A Toronto doctor says last weekend's case in which a man was treated in isolation at a Brampton, Ont., hospital as a precaution against possible Ebola infection is an example of how control procedures should work.

"This is what we knew was going to happen," said Dr. Allison McGeer, director of infection control at Mt. Sinai hospital. "People get sick for a whole variety of reasons and if they come from West Africa, then it's important to rule out Ebola virus disease and that takes some time."

McGeer was speaking on CBC Radio's Metro Morning about a man treated late last week at Brampton Civic Hospital for flu-like symptoms. The man had recently visited Nigeria, one of the countries affected by an unprecedented outbreak of the deadly virus that has killed more than 960 people and prompted the World Health Organization to declare an international public health emergency.

The disease first emerged in Guinea in March and has since spread to Liberia and Sierra Leone. Health officials believe that cases in Nigeria are likely. There have so far been no reported instances of Ebola being transmitted from one patient to another outside of Africa in this recent outbreak.

The Brampton patient, whose named has not been released, was quarantined by hospital staff. On Sunday tests confirmed he was negative for the Ebola virus. The man, who is now doing well, had symptoms consistent with Ebola but are also similar to many other illnesses.

McGeer said similar cases in which patients are isolated while being treated in Canadian hospitals are likely to happen again.

"It's not surprising it happened," she said. "It's likely going to happen again somewhere in the GTA in the next few weeks or months.
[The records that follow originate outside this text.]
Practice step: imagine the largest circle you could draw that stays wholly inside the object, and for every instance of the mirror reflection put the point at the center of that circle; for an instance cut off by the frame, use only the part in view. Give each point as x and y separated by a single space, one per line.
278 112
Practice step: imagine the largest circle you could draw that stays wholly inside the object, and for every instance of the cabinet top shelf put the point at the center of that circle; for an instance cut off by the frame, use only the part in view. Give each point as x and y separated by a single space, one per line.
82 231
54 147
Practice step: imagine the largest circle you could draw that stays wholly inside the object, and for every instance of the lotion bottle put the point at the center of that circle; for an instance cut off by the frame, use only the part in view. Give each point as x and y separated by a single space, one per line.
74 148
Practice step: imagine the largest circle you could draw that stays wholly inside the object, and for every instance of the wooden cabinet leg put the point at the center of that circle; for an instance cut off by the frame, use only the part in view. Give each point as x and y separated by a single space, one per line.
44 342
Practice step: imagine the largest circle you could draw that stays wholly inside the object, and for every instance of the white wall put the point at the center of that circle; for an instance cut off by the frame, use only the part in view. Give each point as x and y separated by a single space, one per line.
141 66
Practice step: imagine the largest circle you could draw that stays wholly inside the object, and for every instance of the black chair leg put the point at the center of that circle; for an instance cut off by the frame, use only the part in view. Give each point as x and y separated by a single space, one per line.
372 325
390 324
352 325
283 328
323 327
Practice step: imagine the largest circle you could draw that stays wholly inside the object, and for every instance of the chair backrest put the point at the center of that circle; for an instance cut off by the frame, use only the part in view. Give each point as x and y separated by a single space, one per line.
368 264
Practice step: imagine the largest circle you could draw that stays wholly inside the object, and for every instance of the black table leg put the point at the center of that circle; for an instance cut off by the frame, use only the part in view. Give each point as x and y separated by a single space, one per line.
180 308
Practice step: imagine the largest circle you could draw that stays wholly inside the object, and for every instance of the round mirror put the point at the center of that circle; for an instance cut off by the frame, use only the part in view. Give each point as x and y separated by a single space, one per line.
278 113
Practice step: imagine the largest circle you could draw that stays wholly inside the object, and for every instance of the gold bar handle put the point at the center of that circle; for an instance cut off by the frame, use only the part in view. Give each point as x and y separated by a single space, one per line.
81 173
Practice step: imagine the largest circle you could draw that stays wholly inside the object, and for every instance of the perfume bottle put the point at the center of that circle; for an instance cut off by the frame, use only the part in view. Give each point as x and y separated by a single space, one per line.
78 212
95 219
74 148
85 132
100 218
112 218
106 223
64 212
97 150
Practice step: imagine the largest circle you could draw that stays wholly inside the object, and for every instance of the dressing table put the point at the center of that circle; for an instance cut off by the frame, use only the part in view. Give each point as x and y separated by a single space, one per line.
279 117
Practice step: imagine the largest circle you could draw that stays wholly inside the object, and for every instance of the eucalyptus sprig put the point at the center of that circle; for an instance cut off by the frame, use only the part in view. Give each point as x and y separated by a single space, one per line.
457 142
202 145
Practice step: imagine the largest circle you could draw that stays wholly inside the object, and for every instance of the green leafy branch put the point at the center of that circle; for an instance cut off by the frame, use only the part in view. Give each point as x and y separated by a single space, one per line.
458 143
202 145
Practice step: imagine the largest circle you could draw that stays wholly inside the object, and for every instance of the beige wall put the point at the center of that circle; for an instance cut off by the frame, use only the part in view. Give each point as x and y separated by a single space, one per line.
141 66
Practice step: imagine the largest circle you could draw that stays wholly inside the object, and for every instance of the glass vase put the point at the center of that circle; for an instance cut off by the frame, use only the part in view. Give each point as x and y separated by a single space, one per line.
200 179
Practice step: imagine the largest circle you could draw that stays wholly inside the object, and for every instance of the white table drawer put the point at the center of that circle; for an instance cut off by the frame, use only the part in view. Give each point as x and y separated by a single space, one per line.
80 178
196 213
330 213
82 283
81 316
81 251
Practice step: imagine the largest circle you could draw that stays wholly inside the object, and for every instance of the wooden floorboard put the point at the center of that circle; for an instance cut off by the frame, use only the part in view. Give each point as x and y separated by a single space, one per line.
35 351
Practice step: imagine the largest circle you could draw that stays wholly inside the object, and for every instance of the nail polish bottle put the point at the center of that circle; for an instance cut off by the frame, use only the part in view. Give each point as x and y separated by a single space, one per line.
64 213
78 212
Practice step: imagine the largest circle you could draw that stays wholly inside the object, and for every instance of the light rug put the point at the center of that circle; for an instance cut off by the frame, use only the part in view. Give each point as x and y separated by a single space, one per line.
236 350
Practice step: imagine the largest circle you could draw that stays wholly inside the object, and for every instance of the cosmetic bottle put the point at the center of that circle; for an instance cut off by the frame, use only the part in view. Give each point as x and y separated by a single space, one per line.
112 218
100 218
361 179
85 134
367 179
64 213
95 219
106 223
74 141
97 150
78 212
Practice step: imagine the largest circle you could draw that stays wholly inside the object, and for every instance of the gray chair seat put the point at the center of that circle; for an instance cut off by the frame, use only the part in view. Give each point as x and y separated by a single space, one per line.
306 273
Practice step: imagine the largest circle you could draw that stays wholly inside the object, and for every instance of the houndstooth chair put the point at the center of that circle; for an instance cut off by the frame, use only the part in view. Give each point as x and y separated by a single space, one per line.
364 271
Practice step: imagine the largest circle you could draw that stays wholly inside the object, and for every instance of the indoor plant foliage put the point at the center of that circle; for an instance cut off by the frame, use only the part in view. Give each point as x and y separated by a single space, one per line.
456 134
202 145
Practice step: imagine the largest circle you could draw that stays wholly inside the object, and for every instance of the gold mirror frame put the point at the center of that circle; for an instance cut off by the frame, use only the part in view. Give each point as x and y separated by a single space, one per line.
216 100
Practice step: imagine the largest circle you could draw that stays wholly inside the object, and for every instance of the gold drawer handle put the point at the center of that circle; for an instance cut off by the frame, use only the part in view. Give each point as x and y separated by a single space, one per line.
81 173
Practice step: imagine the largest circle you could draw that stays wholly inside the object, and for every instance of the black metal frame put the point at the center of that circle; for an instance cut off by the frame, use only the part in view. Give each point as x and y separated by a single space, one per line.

'There was no risk to anybody's health'

"Although it was scary for a lot of people, what it should be is re assuring because it's a sign that the system is working, that those people are being identified, that they're being taken care of safely. There was no risk to anybody's health. There's a lot of interest in the case, but there clearly wasn't a risk."

McGeer said health officials are trying to strike a balance between keeping the public informed about the outbreak while taking care not to raise undue alarm.

"I think it's been really hard for public health officials to try to create the right level of concern," she said. "This is a global health emergency. People in West Africa desperately need our help to bring this under control."

McGeer said Ebola, which spreads though contact with bodily fluids, is "just not a risk" for people living in Canada.

"There's no risk that it's going to take hold in North America," she said. "It may be that people with Ebola virus disease are admitted to hospital here. That's very unlikely, but not impossible. But it can't become endemic here."